Building an Ultra-Light Ultra-Useful Healthcare Datawarehouse with SQL Server 2008

Friday, October 23, 2009

Efficient query to find rows with min or max value in a column

I often need to find the row of data with a maximum value in a certain column. For example, let's say I have a customer order table with multiple records per customer. I need to find the latest (or the first) order for each customer based on the order date. To emphasize: I need the entire row, not just the maximum order date for each customer. (Note: this is not exactly the scenario I was dealing with, I changed it for illustrative purposes. If I screwed up the queries, it's a typo. The principle works.)

The obvious solution is to use max() in the subquery, so that the query first finds the maximum order date for each customer, then retrieves the row with that date:


select *
from customer_order a
where order_date = (
    select max(b.order_date)
    from customer_order b
    where b.customer_id = a.customer_id
)

Seems a little convoluted, but ok. But... there are several issues:

1. If a customer has several orders on the maximum date, I'll get all those rows, not just one. Depending on my requirements, I may need just one row.
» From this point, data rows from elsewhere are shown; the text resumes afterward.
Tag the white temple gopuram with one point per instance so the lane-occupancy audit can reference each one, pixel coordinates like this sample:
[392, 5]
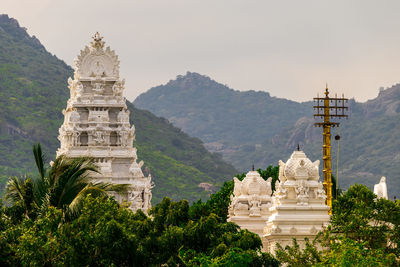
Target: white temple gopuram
[296, 209]
[96, 123]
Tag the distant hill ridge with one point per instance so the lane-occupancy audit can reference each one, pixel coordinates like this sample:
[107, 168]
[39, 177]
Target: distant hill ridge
[33, 92]
[254, 128]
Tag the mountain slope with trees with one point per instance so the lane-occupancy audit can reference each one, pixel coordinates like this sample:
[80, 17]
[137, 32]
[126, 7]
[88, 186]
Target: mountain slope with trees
[254, 128]
[33, 92]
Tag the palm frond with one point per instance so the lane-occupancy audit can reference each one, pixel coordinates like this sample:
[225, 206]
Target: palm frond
[39, 160]
[14, 189]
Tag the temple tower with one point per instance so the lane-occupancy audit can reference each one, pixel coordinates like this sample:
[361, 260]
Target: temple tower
[298, 204]
[250, 202]
[96, 123]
2. If I am looking for the second or N-th max or min row, this query does not help.

Here is an efficient and a more flexible alternative that uses row_number() to select the first, second, next to last, and the last order per customer:


select *
from (
        select 
            ROW_NUMBER() over (
                partition by customer_id
                order by order_date ASC) as AscRank,
            ROW_NUMBER() over (
                partition by customer_id 
                order by order_date DESC) as DescRank,    
            *    
        from customer_order
    ) q
where
    AscRank in (1,2) or
    DescRank in (2,1)

This query assigns two numbers for each row: ascending rank and descending rank. So if a customer has 5 orders, the earliest (historically) record will have ascending rank = 1 and descending rank = 5. The latest record will have the opposite: ascending rank = 5, descending = 1.
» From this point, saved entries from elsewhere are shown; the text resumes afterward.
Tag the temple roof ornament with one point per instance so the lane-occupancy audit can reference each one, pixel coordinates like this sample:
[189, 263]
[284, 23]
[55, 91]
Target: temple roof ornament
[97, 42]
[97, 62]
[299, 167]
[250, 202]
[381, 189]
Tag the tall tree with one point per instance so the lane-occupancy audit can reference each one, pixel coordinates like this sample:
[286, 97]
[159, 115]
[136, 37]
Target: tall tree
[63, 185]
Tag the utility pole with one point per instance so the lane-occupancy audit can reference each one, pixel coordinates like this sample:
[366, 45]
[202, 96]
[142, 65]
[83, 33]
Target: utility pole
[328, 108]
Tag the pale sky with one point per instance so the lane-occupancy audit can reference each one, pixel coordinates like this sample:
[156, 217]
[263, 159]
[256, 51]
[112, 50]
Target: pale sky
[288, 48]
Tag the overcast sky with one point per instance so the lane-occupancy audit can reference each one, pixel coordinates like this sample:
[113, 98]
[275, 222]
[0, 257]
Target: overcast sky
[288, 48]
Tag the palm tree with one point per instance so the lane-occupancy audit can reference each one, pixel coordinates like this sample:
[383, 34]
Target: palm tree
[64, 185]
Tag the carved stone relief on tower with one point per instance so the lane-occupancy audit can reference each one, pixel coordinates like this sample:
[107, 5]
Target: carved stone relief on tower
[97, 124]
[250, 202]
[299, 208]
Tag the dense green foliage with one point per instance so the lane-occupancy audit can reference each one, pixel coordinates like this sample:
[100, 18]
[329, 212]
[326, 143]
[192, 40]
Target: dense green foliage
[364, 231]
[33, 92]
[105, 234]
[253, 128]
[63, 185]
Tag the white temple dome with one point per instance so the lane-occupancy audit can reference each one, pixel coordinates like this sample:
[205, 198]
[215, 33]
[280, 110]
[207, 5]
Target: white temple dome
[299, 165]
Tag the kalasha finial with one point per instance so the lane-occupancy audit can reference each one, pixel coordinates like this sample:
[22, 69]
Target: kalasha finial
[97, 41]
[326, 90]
Thus, for each customer_id this query will return the fist and second, and the last order and next to last record due to the or condition in the where clause. The first record will have AscRank = 1, next AscRank = 2, next to last DescRank = 2, and the last record DescRank = 1. If you want to find only the last order for each customer, use

where DescRank = 1

That's it!

I found this technique to be quick (2 sec) using a member enrollment history table with 1.3 mil rows, with every customer having 1-5 records. The same technique against a health claims table with 1.4 mil claims returns rows in 27 seconds. The claim table has fewer individual members, but more fare more records per member (avg 8 records).

Wednesday, August 5, 2009

Compression in SQL Server 2008

I have been very impressed with this feature of SQL Server 2008. Our ODS database was ~425GB on SQL Server 2005. After migrating to 2008 and enabling data compression (page-type), the size of the database: 104GB.
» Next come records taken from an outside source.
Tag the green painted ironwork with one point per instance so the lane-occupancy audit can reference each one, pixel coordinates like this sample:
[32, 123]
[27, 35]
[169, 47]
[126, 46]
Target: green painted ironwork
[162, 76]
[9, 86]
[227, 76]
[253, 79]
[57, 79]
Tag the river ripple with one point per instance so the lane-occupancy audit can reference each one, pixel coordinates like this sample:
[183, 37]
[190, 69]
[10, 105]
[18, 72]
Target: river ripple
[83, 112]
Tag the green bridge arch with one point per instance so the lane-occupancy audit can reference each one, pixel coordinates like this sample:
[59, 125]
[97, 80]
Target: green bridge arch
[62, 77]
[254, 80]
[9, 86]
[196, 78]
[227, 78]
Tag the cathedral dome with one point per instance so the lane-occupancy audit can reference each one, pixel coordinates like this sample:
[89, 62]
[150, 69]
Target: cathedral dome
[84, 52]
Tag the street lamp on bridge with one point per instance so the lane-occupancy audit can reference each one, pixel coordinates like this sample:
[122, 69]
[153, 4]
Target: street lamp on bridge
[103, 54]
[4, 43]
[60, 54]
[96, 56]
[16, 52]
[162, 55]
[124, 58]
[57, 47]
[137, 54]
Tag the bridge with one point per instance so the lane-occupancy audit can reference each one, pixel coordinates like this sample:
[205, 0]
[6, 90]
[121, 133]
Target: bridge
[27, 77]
Even more impressive is the backup compression. Full backup file size was about 400GB and it took hours to complete. Backup size now: 44GB. Full backup time: 13 minutes. Unbelievable.

Regarding table compression, here is a query that I use to show tables compression status:

SELECT distinct
   OBJECT_SCHEMA_NAME(OBJECT_ID) as SchemaName,  
 OBJECT_NAME(OBJECT_ID) AS TableName, 
 data_compression_desc, 
 rows
FROM sys.partitions
WHERE OBJECT_SCHEMA_NAME(OBJECT_ID) not in ('sys') 
ORDER BY SchemaName, TableName

For our sandbox database, where business analysis do extensive "data smashing", I created this stored procedure to compress uncompressed tables:

-- This procedure compresses uncompressed tables
-- that have more than 10,000 rows

crerate proc [dbo].[usp_compress_tables] as

-- get uncompressed tables

declare CUR cursor READ_ONLY FAST_FORWARD for
 SELECT distinct
     OBJECT_SCHEMA_NAME(OBJECT_ID) as SchemaName,
     OBJECT_NAME(OBJECT_ID) AS TableName
 FROM sys.partitions
 WHERE
     data_compression = 0 and rows > 10000
     and OBJECT_SCHEMA_NAME(OBJECT_ID) not in ('sys')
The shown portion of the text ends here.